I smiled at her. She seemed pleased by the first genuine smile I’d given her.

“All the doors in the rich places not want free papers. But we not go to the poor places. Funny, isn’t it?”

“Yes.” I searched for another opening conversational gambit. “So where did you meet Tess?”

“Oh. I not tell you?”

Of course she had, but I’d forgotten, which isn’t surprising when you remember how little interest I took in her.

“The clinic. My baby ill too,” she said.

“Your baby has cystic fibrosis?”

“Cystic fibrosis, yes. But now …” She touched her stomach. “Better now. A miracle.” She made a sign of the cross, a gesture as natural to her as pushing her hair away from her face. “Tess called it the Mummies with Disasters Clinic. First time I met her she made me laugh. She asked me to flat.” Her words caught in her throat. She turned away from me. I couldn’t see her face but I knew she was trying not to cry. I reached out my hand to put on her shoulder but just couldn’t do it. I find being tactile toward a person I don’t know as hard as touching a spider if you’re arachnophobic. You may find it funny, but it really isn’t. It’s almost a handicap.
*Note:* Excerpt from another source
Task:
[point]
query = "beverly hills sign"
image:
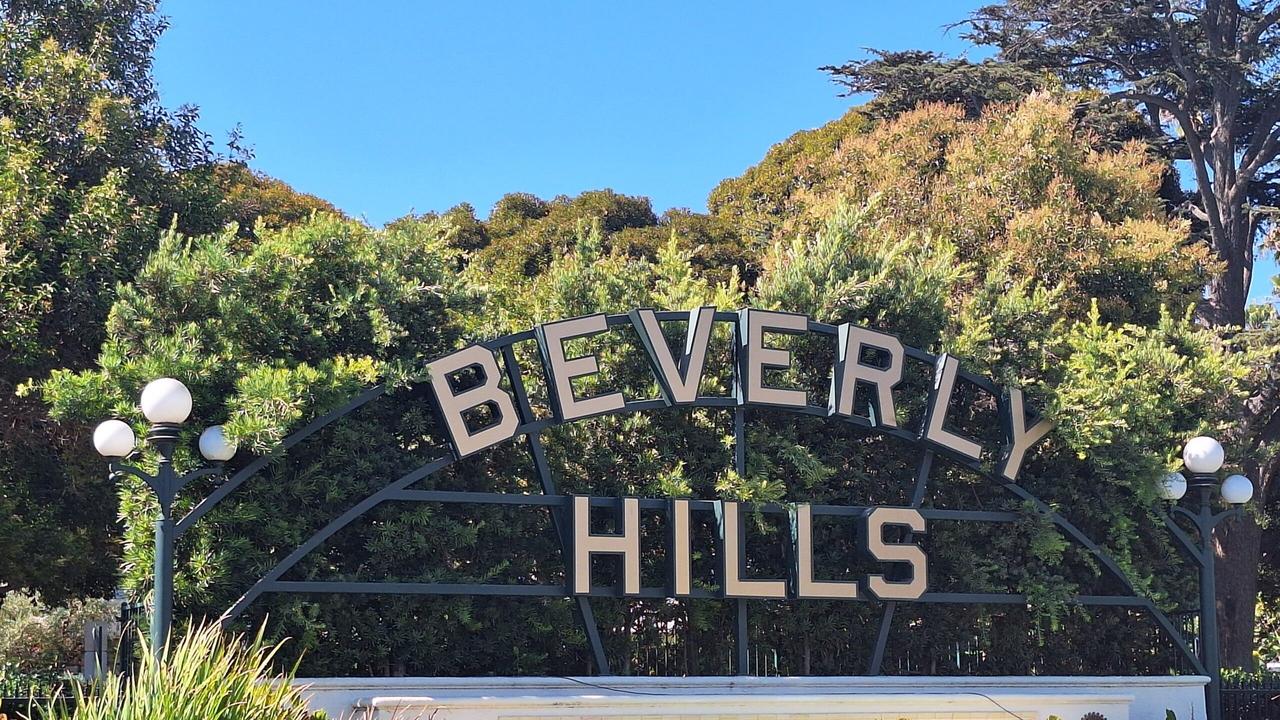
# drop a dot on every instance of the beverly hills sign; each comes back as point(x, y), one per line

Kasia finished making the tea and put it all on a tray. I noticed how proper she was, with cups and saucers, a small pitcher for milk, a strainer for the tea leaves, the cheap teapot warmed first.
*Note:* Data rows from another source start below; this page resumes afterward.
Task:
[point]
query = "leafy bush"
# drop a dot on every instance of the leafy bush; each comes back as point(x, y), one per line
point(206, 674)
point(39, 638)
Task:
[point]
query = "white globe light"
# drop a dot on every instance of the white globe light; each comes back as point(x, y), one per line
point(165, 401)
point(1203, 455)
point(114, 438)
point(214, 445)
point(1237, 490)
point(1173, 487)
As we went through to the sitting room, I saw a picture on the opposite wall that hadn’t been visible to me before. It was a charcoal drawing of Kasia’s face. It was beautiful. And it made me see that Kasia was beautiful too. I knew you’d done it.

“Tess’s?” I asked.

“Yes.”

Our eyes met and for a moment something was communicated between us that didn’t need language and therefore there was no barrier. If I had to translate that “something” into words, it would be that you and she were clearly close enough for you to want to draw her, that you saw beauty in people that others didn’t see. But it wasn’t as verbose as that, no language clunked between us; it was a more subtle thing. The sound of a door slamming startled me.

I turned to see a man coming into the room. Large and muscular, about twenty years old, he looked absurdly big in the tiny flat. He was wearing laborers’ overalls, no T-shirt underneath, his muscular arms tattooed like sleeves. His hair was matted with plaster dust. His voice was surprisingly quiet for such a large man, but it had the timbre of threat. “Kash? Why the fuck haven’t you bolted the door? I told you—” He stopped as he saw me. “Health visitor?”

“No,” I replied.

He ignored me, directing his question to Kasia. “So who the fuck is this then?”

Kasia was nervous and embarrassed. “Mitch …”

He sat down, stating his claim to the room and by implication my lack of one.

Kasia was nervous of him, the same expression I’d seen that day outside your flat when he’d blared the horn. “This is Beatrice.”

“And what does ‘Beatrice’ want with us?” he asked, mocking.